I am totally intrigued by this book. It’s a graphic novel – which apparently is what this kind of comic-book-style is called whether fiction or nonfiction – of a teenager talking with an expert in space flight. The duo converse about what space is, what it takes to get there, and what happens once there. It could have been dry and boring: it is anything but. The graphics bring the whole story to life, as the duo can see examples of some otherwise-complex theories and engineering. Gravity is easier to explain when you can see what it does. It would be a hard job conveying what this book shows merely in words.

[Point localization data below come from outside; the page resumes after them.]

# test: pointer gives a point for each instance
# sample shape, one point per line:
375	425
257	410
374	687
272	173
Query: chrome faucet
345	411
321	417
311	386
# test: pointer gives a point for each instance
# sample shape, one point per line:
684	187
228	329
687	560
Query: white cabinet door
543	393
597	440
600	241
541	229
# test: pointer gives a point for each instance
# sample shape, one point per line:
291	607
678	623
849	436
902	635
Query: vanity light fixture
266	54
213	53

Combining words and images so well does not work without a lot of thought. There is clearly a huge amount of research done for this book, then pared down and expertly woven into an engrossing story. The two characters are both women of color, which I found an inspirational touch, and I know others will too. Telling the story as a curious teen eager to learn from an excited expert gives this book added zing.

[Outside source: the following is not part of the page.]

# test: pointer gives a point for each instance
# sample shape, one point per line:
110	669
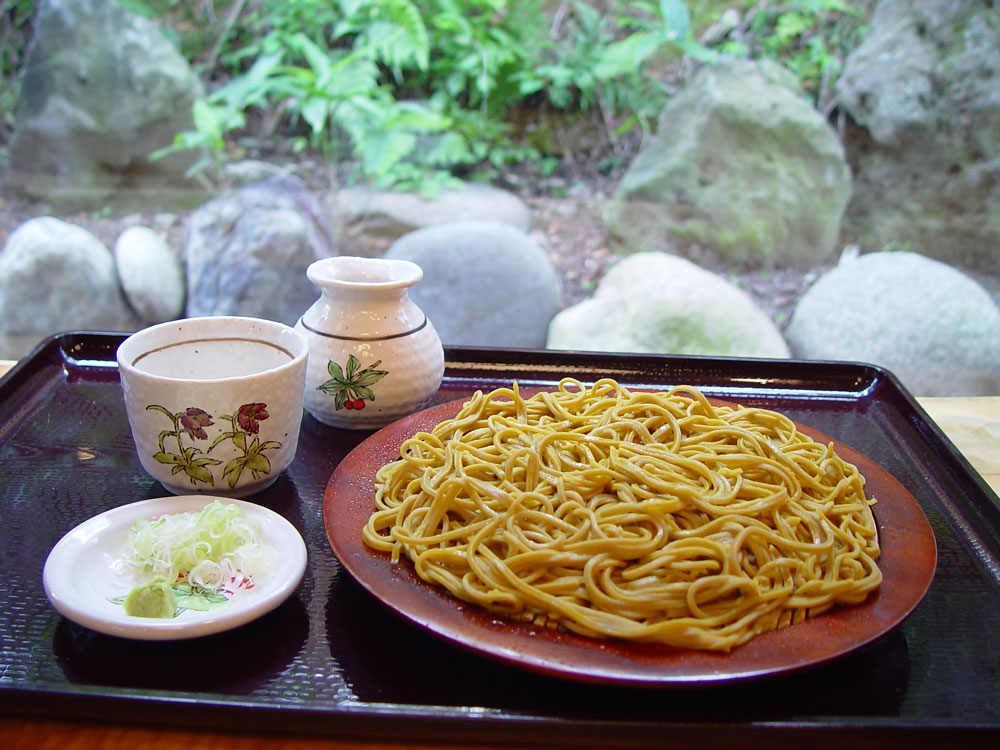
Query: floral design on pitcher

As a teenager, I’d have been reading and rereading every page until I got the concepts down cold. Adults, I think, could also get a real sense of the universe they live in by reading this. It’s a creatively unique way of taking us to Mars, showing all the challenges we face to do so. It’s a firehose of information, and I needed to keep pausing when reading it, because there is so much to take in.
I don’t recall a book before this that so lucidly sets out the myriad challenges ahead for any human Mars journey – and toys with saying it is simply too difficult – before showing why it’s important to keep working at it.